Recently, a particular translocation of interest has come into focus due to its recurrence in sporadic cases of ABL observed in male infants. The t(X;6)(p11;q23) translocation results in the formation of MYB-GATA1 fusion gene, which enhances the expression of cellular markers of immaturity, such as CD34 and limit further differentiation. Expression of this fusion gene also directly activates the transcription of two important cell membrane receptors. When active, NTRK1 (neurotrophic receptor tyrosine kinase 1) and IL-1RL1 (ligands of IL-1 receptor-like 1) induce myeloblasts to differentiate into basophils, which likely contributes to the profound basophilia observed in cases of ABL.

== Diagnosis ==
Comprehensive clinical workup for ABL can include any of the following: complete blood count (CBC), serum chemistries, inflammatory markers (ESR/CRP), bone marrow aspiration + biopsy, immunohistochemical stains, electron microscopy, immunophenotyping, peripheral blood smear, chromosomal analysis + FISH panel to rule out MDS/MPD, molecular studies & cytogenic analysis, reverse transcription(RT)-PCR to evaluate for presence of BCR-ABL1, JAK2 & other oncogenic mutations, and CT scan to evaluate for organomegaly/LN involvement.

Consensus diagnostic criteria of ABL, as specified according to the AML subtypes, defined by differentiation markers according to the WHO:

| Blasts & immature/mature basophils with metachromasia on toluidine blue staining |
| Blasts are negative for cytochemical MPO, SBB, and NSE |
| No expression of strong CD117 equivalent (to exclude mast cell leukemia) |
| ≥20% blasts in bone marrow and/or peripheral blood* |
| Criteria for AML types with defined genetic alterations are not met* |
| Criteria for mixed-phenotype acute leukemia are not met (relevant for AML with minimal differentiation)* |
| Not fulfilling diagnostic criteria for myeloid neoplasm post cytotoxic therapy* |
| No prior history of myeloproliferative neoplasm* |
| (*) indicates criteria shared by all groups within this subclass |

Another proposed diagnostic criteria of basophilic leukemia that subcategorizes the disease as either acute (ABL) vs chronic (CBL), based on the percentage of blasts (myeloblasts and metachromatic blasts) in the BM & PB.

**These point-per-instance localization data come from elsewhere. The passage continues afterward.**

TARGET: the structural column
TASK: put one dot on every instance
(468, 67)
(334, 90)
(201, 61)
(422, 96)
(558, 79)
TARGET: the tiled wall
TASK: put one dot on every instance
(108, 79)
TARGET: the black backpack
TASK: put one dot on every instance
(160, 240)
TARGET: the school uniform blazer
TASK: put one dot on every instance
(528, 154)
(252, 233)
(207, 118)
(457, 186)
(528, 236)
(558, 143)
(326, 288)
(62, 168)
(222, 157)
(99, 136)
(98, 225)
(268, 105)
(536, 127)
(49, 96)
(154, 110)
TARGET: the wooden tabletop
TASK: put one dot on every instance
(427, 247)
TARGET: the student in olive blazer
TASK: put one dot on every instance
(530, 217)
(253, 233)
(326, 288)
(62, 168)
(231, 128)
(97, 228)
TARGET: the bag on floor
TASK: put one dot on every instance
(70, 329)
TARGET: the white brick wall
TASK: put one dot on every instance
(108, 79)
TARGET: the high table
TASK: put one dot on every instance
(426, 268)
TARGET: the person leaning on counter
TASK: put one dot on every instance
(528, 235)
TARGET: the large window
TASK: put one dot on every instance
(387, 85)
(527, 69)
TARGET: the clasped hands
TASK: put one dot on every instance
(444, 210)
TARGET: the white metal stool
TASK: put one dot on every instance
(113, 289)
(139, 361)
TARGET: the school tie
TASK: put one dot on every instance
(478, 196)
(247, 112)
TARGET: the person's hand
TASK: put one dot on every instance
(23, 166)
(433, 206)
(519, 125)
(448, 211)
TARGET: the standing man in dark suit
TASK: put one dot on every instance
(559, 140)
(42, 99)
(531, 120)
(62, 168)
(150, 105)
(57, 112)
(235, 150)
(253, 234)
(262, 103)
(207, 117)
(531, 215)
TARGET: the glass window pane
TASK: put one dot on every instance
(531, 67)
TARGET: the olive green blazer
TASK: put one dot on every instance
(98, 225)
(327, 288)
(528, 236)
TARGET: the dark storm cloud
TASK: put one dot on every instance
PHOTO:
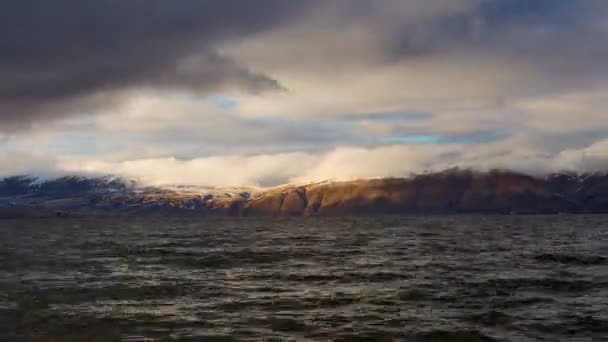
(59, 56)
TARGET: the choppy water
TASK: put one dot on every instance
(454, 278)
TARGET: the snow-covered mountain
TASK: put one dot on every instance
(453, 191)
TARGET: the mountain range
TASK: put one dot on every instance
(449, 192)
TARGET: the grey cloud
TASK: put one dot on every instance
(58, 56)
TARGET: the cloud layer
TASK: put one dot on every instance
(265, 92)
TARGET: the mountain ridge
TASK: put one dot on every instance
(450, 191)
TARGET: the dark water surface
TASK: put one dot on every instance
(450, 278)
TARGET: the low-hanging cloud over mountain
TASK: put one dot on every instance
(265, 92)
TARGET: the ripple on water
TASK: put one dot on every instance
(425, 279)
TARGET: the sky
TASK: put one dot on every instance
(266, 92)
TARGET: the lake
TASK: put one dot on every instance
(393, 278)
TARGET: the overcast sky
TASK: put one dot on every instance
(264, 92)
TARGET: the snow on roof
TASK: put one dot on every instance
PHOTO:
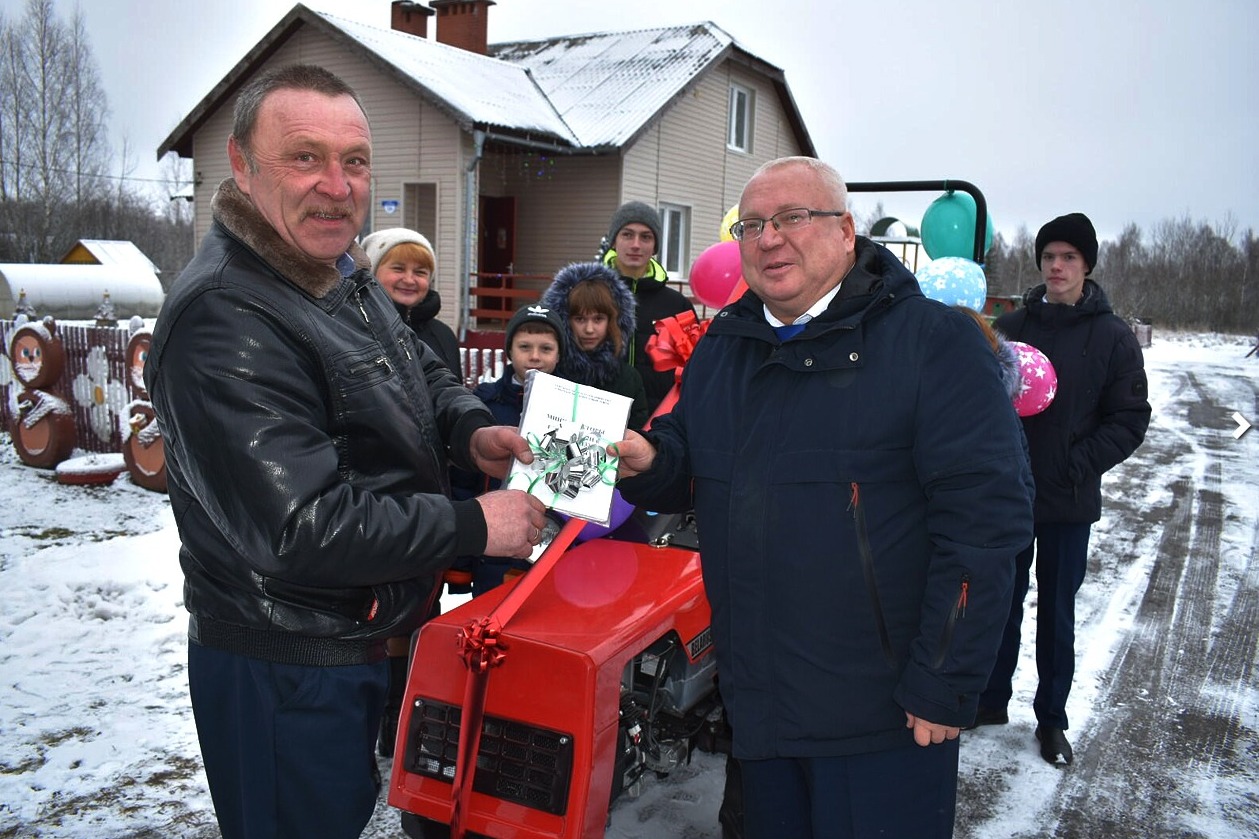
(480, 90)
(116, 252)
(591, 91)
(607, 86)
(71, 291)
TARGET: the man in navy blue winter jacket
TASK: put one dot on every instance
(861, 488)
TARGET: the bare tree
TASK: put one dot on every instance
(52, 130)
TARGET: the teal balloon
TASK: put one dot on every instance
(948, 227)
(954, 281)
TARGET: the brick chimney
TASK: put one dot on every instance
(409, 17)
(463, 23)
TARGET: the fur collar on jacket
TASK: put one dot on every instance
(601, 365)
(233, 209)
(1009, 359)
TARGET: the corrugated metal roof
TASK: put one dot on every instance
(607, 86)
(480, 90)
(589, 91)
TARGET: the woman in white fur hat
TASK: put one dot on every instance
(404, 263)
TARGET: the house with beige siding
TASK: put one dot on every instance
(511, 158)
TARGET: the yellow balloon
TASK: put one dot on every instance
(730, 217)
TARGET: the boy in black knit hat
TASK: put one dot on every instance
(630, 248)
(1097, 420)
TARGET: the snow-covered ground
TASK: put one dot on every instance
(97, 737)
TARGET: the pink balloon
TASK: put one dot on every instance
(1039, 381)
(715, 273)
(620, 514)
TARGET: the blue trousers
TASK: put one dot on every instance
(288, 750)
(1061, 553)
(909, 791)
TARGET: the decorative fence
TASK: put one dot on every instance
(95, 382)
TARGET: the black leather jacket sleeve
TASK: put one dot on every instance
(307, 444)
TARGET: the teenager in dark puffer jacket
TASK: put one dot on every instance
(630, 248)
(586, 295)
(1097, 420)
(403, 262)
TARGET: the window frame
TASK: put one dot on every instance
(742, 105)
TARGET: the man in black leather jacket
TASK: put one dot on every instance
(307, 435)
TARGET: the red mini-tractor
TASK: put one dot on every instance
(601, 672)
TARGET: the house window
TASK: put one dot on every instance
(739, 135)
(676, 234)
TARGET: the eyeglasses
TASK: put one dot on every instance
(748, 229)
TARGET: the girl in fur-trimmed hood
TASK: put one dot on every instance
(598, 315)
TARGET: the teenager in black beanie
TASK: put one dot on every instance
(630, 250)
(1077, 231)
(1097, 420)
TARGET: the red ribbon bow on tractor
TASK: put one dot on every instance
(674, 342)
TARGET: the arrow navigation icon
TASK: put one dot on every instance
(1243, 425)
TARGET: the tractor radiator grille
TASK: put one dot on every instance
(516, 762)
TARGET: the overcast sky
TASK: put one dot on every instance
(1126, 110)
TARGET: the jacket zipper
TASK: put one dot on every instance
(868, 570)
(951, 624)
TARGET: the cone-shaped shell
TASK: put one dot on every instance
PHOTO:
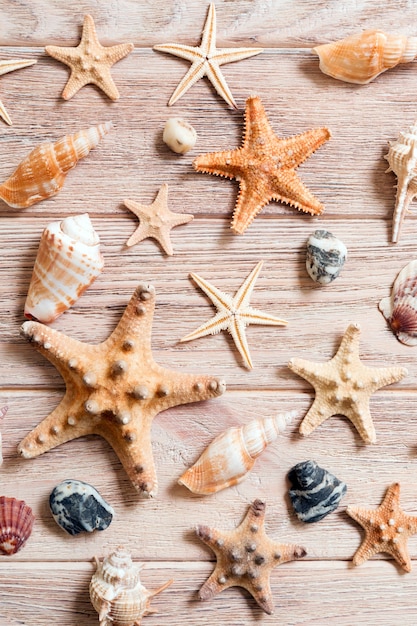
(68, 261)
(229, 457)
(361, 58)
(16, 522)
(42, 173)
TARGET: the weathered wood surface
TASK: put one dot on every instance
(47, 582)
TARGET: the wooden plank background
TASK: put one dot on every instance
(47, 582)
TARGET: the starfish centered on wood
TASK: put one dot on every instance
(206, 60)
(344, 386)
(114, 389)
(90, 62)
(245, 557)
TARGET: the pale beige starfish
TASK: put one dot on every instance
(90, 62)
(206, 60)
(233, 314)
(344, 386)
(156, 220)
(5, 68)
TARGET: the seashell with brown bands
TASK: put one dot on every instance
(42, 173)
(68, 261)
(362, 57)
(231, 455)
(16, 522)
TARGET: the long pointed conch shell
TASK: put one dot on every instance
(42, 173)
(229, 457)
(361, 58)
(68, 261)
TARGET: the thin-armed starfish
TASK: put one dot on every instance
(206, 60)
(90, 62)
(233, 314)
(114, 389)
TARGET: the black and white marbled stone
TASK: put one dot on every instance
(315, 492)
(78, 507)
(326, 255)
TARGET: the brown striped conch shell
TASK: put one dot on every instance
(402, 159)
(42, 173)
(117, 593)
(68, 261)
(229, 457)
(361, 58)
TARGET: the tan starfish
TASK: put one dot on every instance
(265, 167)
(344, 386)
(387, 529)
(206, 60)
(245, 557)
(233, 314)
(90, 62)
(156, 220)
(114, 389)
(5, 68)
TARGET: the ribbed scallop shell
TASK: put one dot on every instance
(361, 58)
(229, 457)
(68, 261)
(42, 173)
(400, 308)
(16, 522)
(116, 591)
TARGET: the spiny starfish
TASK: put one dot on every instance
(344, 386)
(387, 529)
(90, 62)
(156, 220)
(206, 60)
(5, 68)
(245, 557)
(114, 389)
(233, 314)
(265, 167)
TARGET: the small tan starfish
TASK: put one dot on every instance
(90, 62)
(265, 167)
(245, 557)
(5, 68)
(114, 389)
(233, 314)
(156, 220)
(387, 529)
(344, 386)
(206, 60)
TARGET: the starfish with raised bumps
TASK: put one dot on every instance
(233, 314)
(156, 220)
(387, 529)
(90, 62)
(344, 386)
(206, 60)
(245, 557)
(114, 389)
(265, 167)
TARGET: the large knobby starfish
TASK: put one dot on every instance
(90, 62)
(233, 314)
(156, 220)
(114, 389)
(344, 386)
(265, 167)
(387, 529)
(245, 557)
(206, 60)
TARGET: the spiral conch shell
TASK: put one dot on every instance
(361, 58)
(42, 173)
(68, 261)
(116, 592)
(229, 457)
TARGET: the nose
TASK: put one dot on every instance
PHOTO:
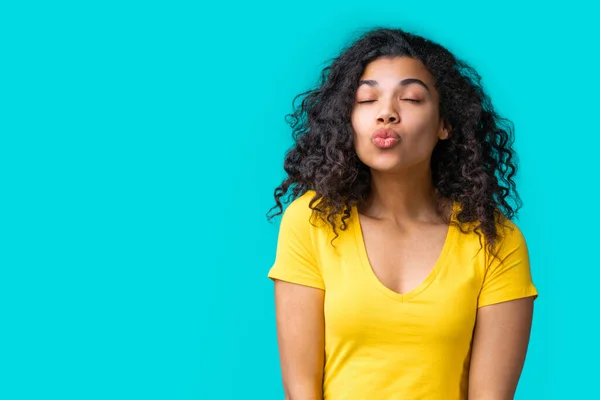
(388, 114)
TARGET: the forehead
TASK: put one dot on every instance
(392, 70)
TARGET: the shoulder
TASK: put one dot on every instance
(509, 233)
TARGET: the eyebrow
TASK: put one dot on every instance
(403, 82)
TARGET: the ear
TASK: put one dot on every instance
(444, 131)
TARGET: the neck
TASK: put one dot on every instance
(405, 196)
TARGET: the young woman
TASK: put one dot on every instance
(399, 273)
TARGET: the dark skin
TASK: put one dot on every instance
(403, 209)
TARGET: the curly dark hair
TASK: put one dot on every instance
(474, 167)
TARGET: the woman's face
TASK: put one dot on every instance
(395, 118)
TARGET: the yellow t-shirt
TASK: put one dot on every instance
(383, 345)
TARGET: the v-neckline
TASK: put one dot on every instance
(372, 278)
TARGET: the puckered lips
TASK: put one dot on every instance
(385, 138)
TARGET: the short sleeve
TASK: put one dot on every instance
(295, 259)
(508, 276)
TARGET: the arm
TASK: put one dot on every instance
(301, 338)
(500, 343)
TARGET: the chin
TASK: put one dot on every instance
(384, 165)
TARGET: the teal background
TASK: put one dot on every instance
(140, 145)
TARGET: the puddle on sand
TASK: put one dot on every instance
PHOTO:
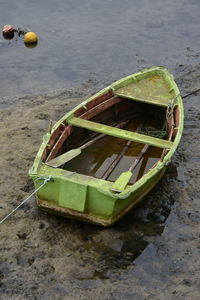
(111, 250)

Acute Basophilic Leukemia:

| hyperbasophilia (persistent peripheral basophil count ⩾ 1000 per μl of blood) |
| percentage of basophils ≥ 40% of total leukocytes in bone marrow or peripheral blood |
| myeloblasts + metachromatic blasts ≥ 20% of total leukocytes in bone marrow or peripheral blood |

Chronic Basophilic Leukemia:

| hyperbasophilia (persistent peripheral basophil count ⩾ 1000 per μl of blood) |
| percentage of basophils ≥ 40% of total leukocytes in bone marrow or peripheral blood |
| myeloblasts + metachromatic blasts < 20% of total leukocytes in bone marrow or peripheral blood |

== Treatment ==
Given the aggressive nature of ABL, patients will likely need stem cell transplant. Those patients who are not candidates for transplant require chemotherapy or targeted immunotherapy in combination with prophylactic antihistamines agents for symptomatic support.

== Prognosis ==
Given the rarity of this disease, little information is available to provide a definitive prognosis. However, the few studies done to this point indicate the overall prognostic outlook for ABL to be very poor. Survival time ranges from 2-16 months.